[PATCH] #pragma vectorize

Fri May 30 19:53:50 PDT 2014

On Fri, May 30, 2014 at 5:21 PM, Tyler Nowicki <tnowicki at apple.com> wrote:

> Hi Richard,
>
> Thanks for the reviews on these patches. I applied most of your
> suggestions and my comments/concerns on the other suggestions are below.
> I’ve also included your comments from the non-type template parameter
> thread here because they refer to elements of this patch.
>
> Here is the updated patch.
>
> Thanks again!
>
> Tyler
>
>
>
> [...]
> +  let Documentation = [Undocumented];
>
> Please add documentation for this (doesn't have to be part of this patch,
> but we should document this before we consider it "done”).\
>
>
> I have a documentation patch in progress. I will add attribute
> documentation as well.
>
>
> --- lib/Parse/ParsePragma.cpp (revision 209824)
> +++ lib/Parse/ParsePragma.cpp (working copy)
> [...]
> +  PP.AddPragmaHandler(LoopHintHandler.get());
>
> This should be
>
>   PP.AddPragmaHandler("clang", LoopHintHandler.get());
>
>
> Specifying the clang namespace changes the syntax to #pragma clang loop
> <options>. The syntax was chosen because it is not specific to any llvm
> optimization but rather a generic statement about the desired/optimal
> formulation of the loop. I think that was the rational for not including it
> in the clang group to being with. What do you think?
>

It's not acceptable for us to invent a new pragma that's not in the clang
namespace. This is the informal agreement between compiler vendors -- we
each have our own namespace, and that's where we put our new pragmas.

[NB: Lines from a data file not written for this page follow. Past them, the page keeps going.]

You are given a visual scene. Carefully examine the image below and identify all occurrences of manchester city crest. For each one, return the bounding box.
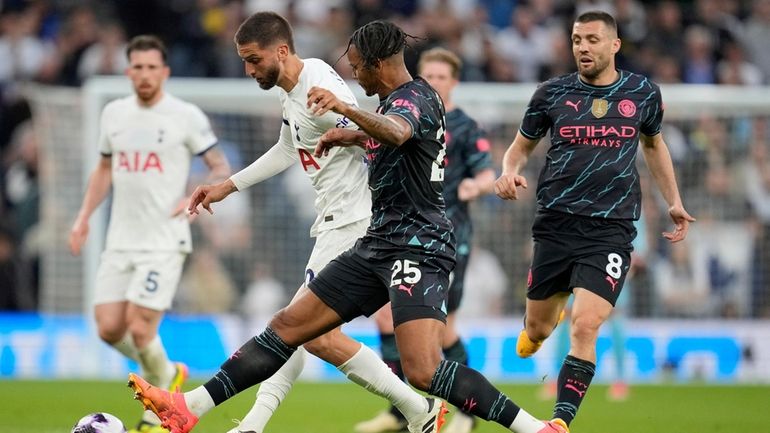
[591,99,609,119]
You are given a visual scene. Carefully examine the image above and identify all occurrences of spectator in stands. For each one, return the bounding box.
[717,41,764,86]
[682,25,716,84]
[78,21,128,82]
[642,1,684,61]
[0,219,37,311]
[495,4,551,83]
[744,0,770,84]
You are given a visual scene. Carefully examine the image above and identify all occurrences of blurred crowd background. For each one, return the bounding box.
[0,0,770,318]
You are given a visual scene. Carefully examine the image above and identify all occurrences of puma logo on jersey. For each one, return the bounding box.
[565,99,583,111]
[116,151,163,173]
[398,284,414,296]
[297,149,321,171]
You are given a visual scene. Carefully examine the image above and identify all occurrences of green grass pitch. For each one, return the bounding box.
[0,380,770,433]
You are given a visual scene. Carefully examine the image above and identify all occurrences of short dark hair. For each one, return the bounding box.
[234,12,294,54]
[126,35,168,64]
[417,47,463,79]
[575,11,618,35]
[343,20,409,67]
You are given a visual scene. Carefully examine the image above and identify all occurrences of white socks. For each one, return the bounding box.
[232,347,306,433]
[337,344,428,420]
[508,409,545,433]
[139,335,176,389]
[111,332,139,362]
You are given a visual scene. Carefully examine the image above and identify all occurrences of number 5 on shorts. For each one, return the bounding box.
[144,271,160,292]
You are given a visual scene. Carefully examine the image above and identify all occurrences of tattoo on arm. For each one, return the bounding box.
[347,108,412,147]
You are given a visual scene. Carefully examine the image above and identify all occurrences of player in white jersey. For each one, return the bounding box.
[189,12,441,433]
[69,35,230,433]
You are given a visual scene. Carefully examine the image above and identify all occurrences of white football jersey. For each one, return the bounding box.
[99,93,217,252]
[279,59,372,236]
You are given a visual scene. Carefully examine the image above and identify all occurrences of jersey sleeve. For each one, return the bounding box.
[383,91,421,138]
[318,71,358,133]
[187,104,217,155]
[639,84,663,136]
[97,105,112,156]
[465,122,492,175]
[519,84,551,140]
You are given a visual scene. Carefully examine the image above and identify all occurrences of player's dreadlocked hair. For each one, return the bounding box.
[340,20,416,67]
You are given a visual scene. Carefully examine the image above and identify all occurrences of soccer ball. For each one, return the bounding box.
[70,412,126,433]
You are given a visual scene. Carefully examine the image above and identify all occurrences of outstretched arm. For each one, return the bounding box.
[187,138,296,215]
[307,87,412,147]
[171,146,230,221]
[640,134,695,242]
[495,132,540,200]
[69,156,112,256]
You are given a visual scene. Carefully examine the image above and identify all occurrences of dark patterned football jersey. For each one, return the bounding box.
[444,108,492,254]
[366,77,454,260]
[519,70,663,220]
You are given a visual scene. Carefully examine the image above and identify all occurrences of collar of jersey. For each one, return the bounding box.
[575,69,623,90]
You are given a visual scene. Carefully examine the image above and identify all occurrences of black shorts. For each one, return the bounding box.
[527,210,636,306]
[447,248,469,313]
[308,237,453,326]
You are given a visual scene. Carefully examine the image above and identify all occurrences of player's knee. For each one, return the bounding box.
[570,315,603,341]
[128,322,157,348]
[268,308,305,347]
[98,326,126,345]
[302,333,336,360]
[401,359,439,391]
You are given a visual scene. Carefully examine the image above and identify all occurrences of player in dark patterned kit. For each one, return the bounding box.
[129,21,565,433]
[354,48,495,433]
[495,12,695,427]
[308,21,566,433]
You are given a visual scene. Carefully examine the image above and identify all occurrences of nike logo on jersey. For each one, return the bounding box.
[564,383,586,398]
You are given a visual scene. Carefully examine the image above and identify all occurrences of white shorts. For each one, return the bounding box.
[305,219,369,285]
[94,251,187,311]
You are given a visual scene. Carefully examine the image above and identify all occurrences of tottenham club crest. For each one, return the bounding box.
[591,99,609,119]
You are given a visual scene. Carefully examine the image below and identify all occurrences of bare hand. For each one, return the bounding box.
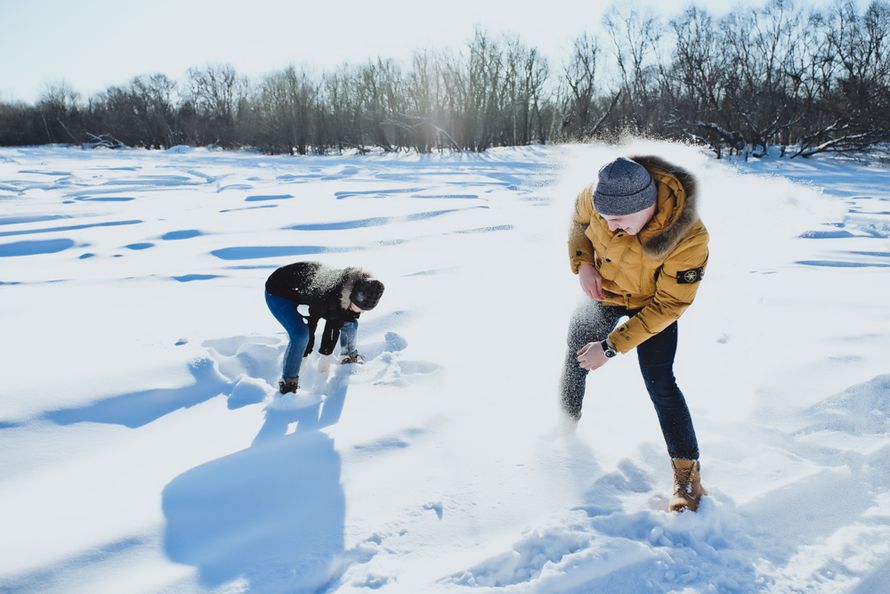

--- lib/CodeGen/CGStmt.cpp (revision 209824)
> +++ lib/CodeGen/CGStmt.cpp (working copy)
> [...]
> +    if (Arg == LoopHintAttr::Enable) {
> +      Name = llvm::MDString::get(Context, "llvm.vectorizer.enable");
> +      Value = Builder.getTrue();
>
> I find this surprising. Should these both really be semantically identical:
>
>
> No, they shouldn’t be. Unfortunately this is the current state of the
> metadata. I have it on my list of things to do to fix the metadata so that
> it can be used to enable vectorization and interleaving separately.
>
> Unfortunately, the vectorization metadata is already in use in clang, so
> any changes would need to be made simultaneously in both llvm and clang.
> What is the process for making changes like this?
>

Clang and LLVM are revision-locked: commit to both of them at
(approximately) the same time, and that's fine. (A single revision where
things are broken because the changes have only landed on one side is not a
major problem, and happens periodically when people make these sorts of
changes.)

[...]
> +    PragmaLoopHintInfo *Info =
> +        (PragmaLoopHintInfo *)PP.getPreprocessorAllocator().Allocate(
> +            sizeof(PragmaLoopHintInfo),
> llvm::alignOf<PragmaLoopHintInfo>());
>
> Can you use just
>
>   auto *Info = new (PP.getPreprocessorAllocator()) PragmaLoopHintInfo;
>
> ?
>
>
> Allocate is to make sure that the structure is deallocated when the
> preprocessor is destructed. Otherwise you’ll notice there is no free for
> the Info. It seems to be a standard way of allocating data for annotated
> tokens.
>

The mechanism I suggested uses the same allocator, it just does so in a
less verbose way.

--- lib/Sema/SemaStmtAttr.cpp (revision 209824)
> +++ lib/Sema/SemaStmtAttr.cpp (working copy)
> [...]
> +  if (St->getStmtClass() != Stmt::DoStmtClass &&
> +      St->getStmtClass() != Stmt::ForStmtClass &&
> +      St->getStmtClass() != Stmt::CXXForRangeStmtClass &&
> +      St->getStmtClass() != Stmt::WhileStmtClass) {
>
> Do you intentionally not handle ObjCForCollectionStmt here? (I suppose
> they're very unlikely to be vectorizable?)
>
>
> I am not that familiar with objective C. This may sound like a dumb
> question but does objective C allow pragmas? If so I will look at it for a
> later patch.
>

Objective C is a proper superset of C, so yes. I don't know Objective C
very well either, and it might be the case that it would never be possible
to vectorize its for loop, because it's too dynamic.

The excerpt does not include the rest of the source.